I want to scrape a table with beautifulsoup-CodePudding

Hi I am new to stackoverflow.

I am trying to scrape a the table which comes under the heading "Import VAT and excise" from this website for the commodity code"1704906500". I know for sure that the table will fall under "Import VAT and excise" . I have several commodity codes and I will be looping through all the codes. The problem here is I am not able to point to the table under "Import VAT and excise " for scraping.

Please advice?

Weblink Scraping Webpage

Screenshot of the table

import pandas as pd
import re
import requests
from bs4 import BeautifulSoup, NavigableString, Tag
comCode="1704906500"
url = "https://www.trade-tariff.service.gov.uk/commodities/" comCode  "?currency=GBP#import"
url_request = requests.get(url).text
soup=BeautifulSoup(url_request, "lxml")

for header in soup.find_all('h3', text=re.compile('Import VAT and excise')):
    nextNode = header
    while True:
        nextNode = nextNode.nextSibling
        if nextNode is None:
            break
        if isinstance(nextNode, Tag):
            if nextNode.name == "h3":
                break
            print((nextNode))
            #comm_table = pd.read_html(nextNode.text, attrs = {"table class":"small-table measures govuk-table"} )

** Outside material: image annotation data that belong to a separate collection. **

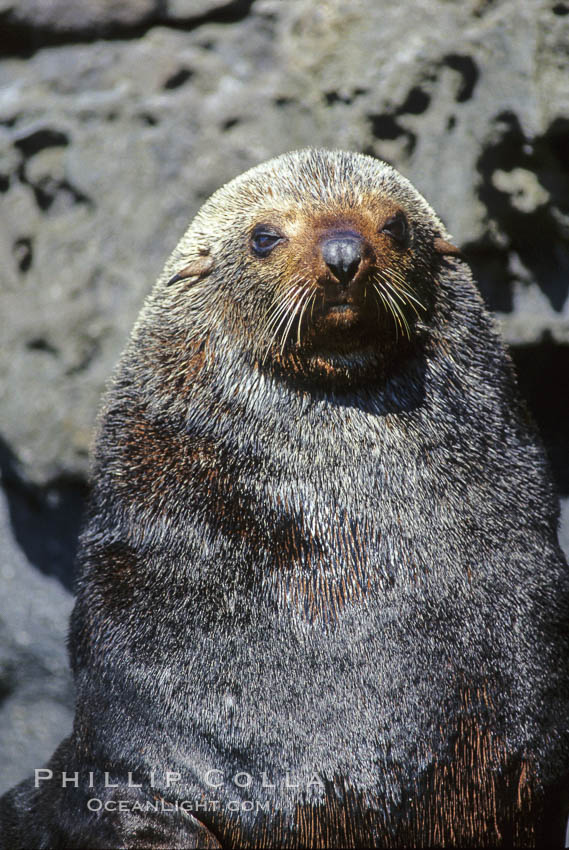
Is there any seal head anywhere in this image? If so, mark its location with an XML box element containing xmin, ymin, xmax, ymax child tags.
<box><xmin>159</xmin><ymin>150</ymin><xmax>457</xmax><ymax>388</ymax></box>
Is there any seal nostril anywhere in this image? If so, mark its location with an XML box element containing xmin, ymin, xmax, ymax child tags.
<box><xmin>322</xmin><ymin>234</ymin><xmax>362</xmax><ymax>284</ymax></box>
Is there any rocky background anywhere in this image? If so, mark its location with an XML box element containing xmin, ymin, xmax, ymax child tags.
<box><xmin>0</xmin><ymin>0</ymin><xmax>569</xmax><ymax>791</ymax></box>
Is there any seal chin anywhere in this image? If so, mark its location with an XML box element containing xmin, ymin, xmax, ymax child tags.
<box><xmin>321</xmin><ymin>303</ymin><xmax>362</xmax><ymax>329</ymax></box>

CodePudding user response：

You could use .find_next('table') based on the selection of your heading:

soup.find('h3', text=re.compile('Import VAT and excise')).find_next('table')

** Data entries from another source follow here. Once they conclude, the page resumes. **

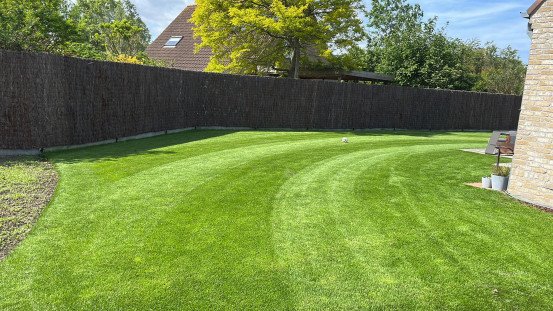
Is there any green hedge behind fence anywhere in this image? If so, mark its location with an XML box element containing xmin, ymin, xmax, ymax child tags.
<box><xmin>0</xmin><ymin>51</ymin><xmax>521</xmax><ymax>149</ymax></box>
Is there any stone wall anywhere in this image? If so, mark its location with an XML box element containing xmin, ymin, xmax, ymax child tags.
<box><xmin>509</xmin><ymin>0</ymin><xmax>553</xmax><ymax>208</ymax></box>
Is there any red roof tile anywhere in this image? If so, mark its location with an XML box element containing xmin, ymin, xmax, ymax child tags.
<box><xmin>527</xmin><ymin>0</ymin><xmax>546</xmax><ymax>16</ymax></box>
<box><xmin>146</xmin><ymin>5</ymin><xmax>211</xmax><ymax>71</ymax></box>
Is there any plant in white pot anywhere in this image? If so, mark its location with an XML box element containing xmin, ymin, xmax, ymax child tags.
<box><xmin>482</xmin><ymin>176</ymin><xmax>492</xmax><ymax>189</ymax></box>
<box><xmin>492</xmin><ymin>166</ymin><xmax>511</xmax><ymax>191</ymax></box>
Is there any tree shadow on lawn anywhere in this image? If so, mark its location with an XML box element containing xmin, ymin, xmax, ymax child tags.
<box><xmin>46</xmin><ymin>129</ymin><xmax>484</xmax><ymax>164</ymax></box>
<box><xmin>46</xmin><ymin>130</ymin><xmax>236</xmax><ymax>164</ymax></box>
<box><xmin>251</xmin><ymin>128</ymin><xmax>492</xmax><ymax>137</ymax></box>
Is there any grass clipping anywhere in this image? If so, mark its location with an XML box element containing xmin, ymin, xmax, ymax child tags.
<box><xmin>0</xmin><ymin>158</ymin><xmax>58</xmax><ymax>260</ymax></box>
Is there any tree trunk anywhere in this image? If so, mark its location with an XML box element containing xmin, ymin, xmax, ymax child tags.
<box><xmin>288</xmin><ymin>43</ymin><xmax>301</xmax><ymax>79</ymax></box>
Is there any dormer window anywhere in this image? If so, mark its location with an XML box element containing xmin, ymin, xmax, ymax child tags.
<box><xmin>163</xmin><ymin>36</ymin><xmax>182</xmax><ymax>48</ymax></box>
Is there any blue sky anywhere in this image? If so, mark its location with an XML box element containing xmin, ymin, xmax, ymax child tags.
<box><xmin>134</xmin><ymin>0</ymin><xmax>533</xmax><ymax>63</ymax></box>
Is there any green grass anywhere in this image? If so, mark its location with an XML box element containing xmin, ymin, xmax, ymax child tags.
<box><xmin>0</xmin><ymin>131</ymin><xmax>553</xmax><ymax>310</ymax></box>
<box><xmin>0</xmin><ymin>157</ymin><xmax>57</xmax><ymax>260</ymax></box>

or as alternative with css selectors:

soup.select_one('h3:-soup-contains("Import VAT and excise")').find_next('table')

Example

Iterate over a list of comCodes and concat all the tables to one dataframe:

import pandas as pd
import requests
from bs4 import BeautifulSoup
comCode=["1704906500"]

data = []

for c in comCode:
    url = f'https://www.trade-tariff.service.gov.uk/commodities/{c}?currency=GBP#import'
    soup=BeautifulSoup(requests.get(url).text)
    data.append(pd.read_html(str(soup.select_one('h3:-soup-contains("Import VAT and excise")').find_next('table')))[0])

pd.concat(data)